Wikipedia icon indicating copy to clipboard operation
Wikipedia copied to clipboard

is it possible to find a page by URL?

Open boompig opened this issue 4 years ago • 3 comments

Currently this module has the option to find a page by title or a numeric id. However if you're crawling, you have just a link. This would be especially useful for names with disambiguation. Would it be possible to add an argument to wikipedia.page which allows for a url parameter which would be exclusive with title and id?

boompig avatar May 26 '20 18:05 boompig

Currently this module has the option to find a page by title or a numeric id. However if you're crawling, you have just a link. This would be especially useful for names with disambiguation.

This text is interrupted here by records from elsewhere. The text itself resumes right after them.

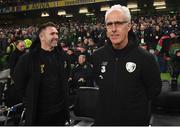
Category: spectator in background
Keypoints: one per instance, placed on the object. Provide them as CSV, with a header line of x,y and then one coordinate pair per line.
x,y
14,57
41,79
127,82
82,73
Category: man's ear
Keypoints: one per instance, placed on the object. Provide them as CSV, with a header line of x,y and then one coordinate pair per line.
x,y
40,35
129,26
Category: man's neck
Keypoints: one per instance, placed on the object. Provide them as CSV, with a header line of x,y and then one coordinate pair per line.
x,y
120,46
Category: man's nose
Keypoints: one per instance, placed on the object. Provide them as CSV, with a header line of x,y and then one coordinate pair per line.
x,y
113,27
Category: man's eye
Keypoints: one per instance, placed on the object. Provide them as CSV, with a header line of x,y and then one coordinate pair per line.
x,y
109,24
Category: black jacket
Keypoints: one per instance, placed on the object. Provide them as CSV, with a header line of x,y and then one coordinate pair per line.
x,y
13,59
27,80
128,80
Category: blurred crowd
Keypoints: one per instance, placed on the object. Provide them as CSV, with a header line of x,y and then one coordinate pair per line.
x,y
156,34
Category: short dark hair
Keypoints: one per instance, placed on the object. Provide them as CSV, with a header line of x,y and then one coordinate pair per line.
x,y
43,26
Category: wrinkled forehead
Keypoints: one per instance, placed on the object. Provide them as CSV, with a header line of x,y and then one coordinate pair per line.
x,y
116,15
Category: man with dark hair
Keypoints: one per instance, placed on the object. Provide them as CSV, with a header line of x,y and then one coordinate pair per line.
x,y
41,79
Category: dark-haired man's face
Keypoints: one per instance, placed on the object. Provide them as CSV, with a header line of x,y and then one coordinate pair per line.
x,y
49,38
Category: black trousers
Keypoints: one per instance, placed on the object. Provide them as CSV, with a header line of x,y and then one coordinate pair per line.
x,y
51,119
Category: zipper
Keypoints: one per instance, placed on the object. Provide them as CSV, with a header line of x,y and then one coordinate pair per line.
x,y
115,76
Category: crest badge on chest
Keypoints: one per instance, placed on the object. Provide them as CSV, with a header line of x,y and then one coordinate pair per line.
x,y
130,67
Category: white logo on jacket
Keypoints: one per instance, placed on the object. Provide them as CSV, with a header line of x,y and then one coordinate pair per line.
x,y
130,67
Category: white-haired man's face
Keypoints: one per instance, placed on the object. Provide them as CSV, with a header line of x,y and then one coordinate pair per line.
x,y
118,26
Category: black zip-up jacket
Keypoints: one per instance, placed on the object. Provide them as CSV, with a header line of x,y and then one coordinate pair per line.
x,y
27,77
128,80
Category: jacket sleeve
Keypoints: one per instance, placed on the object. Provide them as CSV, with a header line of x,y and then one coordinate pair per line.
x,y
21,77
151,77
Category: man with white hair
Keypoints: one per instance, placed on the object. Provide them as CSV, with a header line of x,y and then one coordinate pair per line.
x,y
127,75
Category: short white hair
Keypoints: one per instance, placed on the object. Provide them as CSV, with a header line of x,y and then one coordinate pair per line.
x,y
120,8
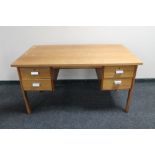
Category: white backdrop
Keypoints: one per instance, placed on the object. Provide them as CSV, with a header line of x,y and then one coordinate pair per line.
x,y
16,40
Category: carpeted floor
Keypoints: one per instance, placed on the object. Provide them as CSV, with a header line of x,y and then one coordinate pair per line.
x,y
78,104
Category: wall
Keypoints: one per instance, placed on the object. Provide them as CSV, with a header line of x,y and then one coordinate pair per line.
x,y
15,40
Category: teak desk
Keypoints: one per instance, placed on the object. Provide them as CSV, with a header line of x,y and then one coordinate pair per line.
x,y
38,67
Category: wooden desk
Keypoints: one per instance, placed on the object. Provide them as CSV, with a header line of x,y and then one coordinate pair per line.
x,y
115,66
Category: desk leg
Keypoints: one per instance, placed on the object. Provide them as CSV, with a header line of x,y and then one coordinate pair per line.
x,y
27,105
24,93
130,92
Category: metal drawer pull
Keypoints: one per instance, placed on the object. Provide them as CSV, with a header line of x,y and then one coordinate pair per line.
x,y
34,73
35,84
117,82
119,71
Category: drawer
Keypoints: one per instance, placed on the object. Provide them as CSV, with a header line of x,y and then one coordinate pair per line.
x,y
116,84
35,73
37,84
119,71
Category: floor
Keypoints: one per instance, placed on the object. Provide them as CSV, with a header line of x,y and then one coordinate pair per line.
x,y
78,105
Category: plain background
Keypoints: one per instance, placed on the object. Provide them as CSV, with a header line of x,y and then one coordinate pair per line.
x,y
15,40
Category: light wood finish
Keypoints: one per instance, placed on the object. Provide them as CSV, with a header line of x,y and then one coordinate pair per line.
x,y
43,73
108,84
130,92
48,59
76,56
24,93
42,85
110,71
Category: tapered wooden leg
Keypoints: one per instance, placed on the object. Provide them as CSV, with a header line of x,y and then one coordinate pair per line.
x,y
130,92
128,103
26,101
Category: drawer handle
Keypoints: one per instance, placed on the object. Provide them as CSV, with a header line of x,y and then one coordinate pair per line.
x,y
117,82
119,71
34,73
35,84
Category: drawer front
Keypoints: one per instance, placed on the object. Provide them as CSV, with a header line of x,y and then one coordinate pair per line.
x,y
35,73
37,84
119,71
116,84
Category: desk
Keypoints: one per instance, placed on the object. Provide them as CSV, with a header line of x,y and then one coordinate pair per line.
x,y
38,67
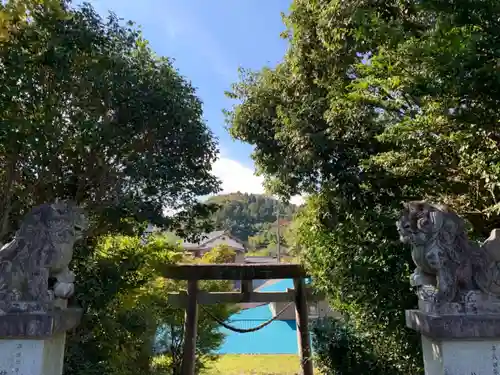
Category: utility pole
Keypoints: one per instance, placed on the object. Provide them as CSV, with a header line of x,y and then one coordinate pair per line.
x,y
278,248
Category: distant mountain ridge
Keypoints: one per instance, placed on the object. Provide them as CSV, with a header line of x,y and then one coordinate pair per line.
x,y
252,218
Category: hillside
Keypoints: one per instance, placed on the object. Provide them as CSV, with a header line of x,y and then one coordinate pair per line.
x,y
252,218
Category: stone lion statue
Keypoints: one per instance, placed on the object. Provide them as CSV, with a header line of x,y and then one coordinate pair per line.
x,y
40,252
444,256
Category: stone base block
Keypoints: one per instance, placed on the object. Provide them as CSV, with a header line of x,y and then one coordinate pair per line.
x,y
32,357
458,344
33,343
461,357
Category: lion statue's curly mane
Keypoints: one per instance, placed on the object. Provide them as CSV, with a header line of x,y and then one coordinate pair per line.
x,y
443,255
41,249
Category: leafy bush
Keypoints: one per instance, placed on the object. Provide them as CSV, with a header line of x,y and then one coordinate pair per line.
x,y
340,350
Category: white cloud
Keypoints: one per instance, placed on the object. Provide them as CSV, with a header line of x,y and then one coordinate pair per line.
x,y
237,177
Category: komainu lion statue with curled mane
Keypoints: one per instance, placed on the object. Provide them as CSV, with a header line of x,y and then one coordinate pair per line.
x,y
34,265
444,256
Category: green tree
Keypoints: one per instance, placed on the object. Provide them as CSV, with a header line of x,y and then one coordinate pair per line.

Would it be possible to add an argument to wikipedia.page which allows for a url parameter which would be exclusive with title and id?

Do you solve it?

nttmac avatar Jul 21 '20 13:07 nttmac

Hey @boompig , @nttmac ,

I had the same problem and I solved it as follow:

from bs4 import BeautifulSoup
import requests

url="https://en.wikipedia.org/wiki/U.S._state"
response = requests.get(url)
bs_object = BeautifulSoup(response.text)
paragraphs = bs_object.select('p')
paragraphs = [paragraph.text for paragraph in paragraphs]

With these lines of code you are able to extract all the plain text paragraphs of your Wikipedia page.

In addition, if you want to remove the citation symbol (e.g. [1], [2], [3]) from the paragraphs, you can also run:

import re
paragraphs = [re.sub(r'\[\d+\]','',paragraph.strip())  for paragraph in paragraphs if paragraph.strip() != '']

I hope this will help.

antoniolanza1996 avatar Sep 13 '20 19:09 antoniolanza1996

I had the same problem and solved it like this:

import wikipedia
url = 'https://en.wikipedia.org/wiki/David_Walker_(journalist)'
title = url[url.rindex('/') + 1:len(url)]
page = wikipedia.page(title=title, auto_suggest=False)

cinek1 avatar Jan 24 '21 13:01 cinek1